Dan Campbell's toughness reflects Parcells pedigree
Everything seemed routine for the Cowboys tight ends clustered together on a five-hour flight from Dallas to training camp in Oxnard, California, in 2005. A young Sean Ryan and Jason Witten were headed to what would be another brutal Bill Parcells summer with their long-haired, camouflage-coated sensei, Dan Campbell.
But after they checked in and put their bags down, Campbell wasn't at their first tight ends meeting.
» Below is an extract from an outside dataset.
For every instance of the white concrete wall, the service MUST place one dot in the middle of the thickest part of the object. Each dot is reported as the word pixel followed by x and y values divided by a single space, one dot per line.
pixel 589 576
They looked around and wondered what might keep one of the NFL's most hardcore veterans -- and now the Miami Dolphins' interim head coach -- away from the thing he loved most.
"Guys," position coach Paul Pasqualoni said, "Dan's in the emergency room right now."
On that quiet flight out of Texas, Campbell's appendix exploded, an extremely painful and potentially life-threatening kick to the gut that would cause most men to double over onto the beverage cart. Campbell didn't make a sound. No one had a clue. He returned to practice in about a week and won the Ed Block Courage award that season.
That was the Dan Campbell everyone knew.
"It was to the point where they were trying to hold him off the field so the stitches would heal," Ryan told Around The NFL this week. "He was just itching to get back on the practice field. He's just a testament to the old-time tough guys."
During his first news conference as an interim head coach last week, Campbell promised a tougher Miami Dolphins team after the bye week. In just a five-day span, he reshuffled the offensive staff, fired the defensive coordinator and took his first full-padded practice as an opportunity to run the Oklahoma Drill and ram his players together for the heck of it -- a far cry from the cozier confines of most collective bargaining agreement-era practices."
The best teams I've been a part of -- during the week they go after each other," Campbell said. "It's heated, it's intense. You can't just turn it on on Sunday.
"I don't care if it's Ndamukong Suh, Koa Misi, Jarvis Landry -- they have to be pushed, they have to be worked, they have to be challenged. That's the first thing I'm going to change. I want them all to compete."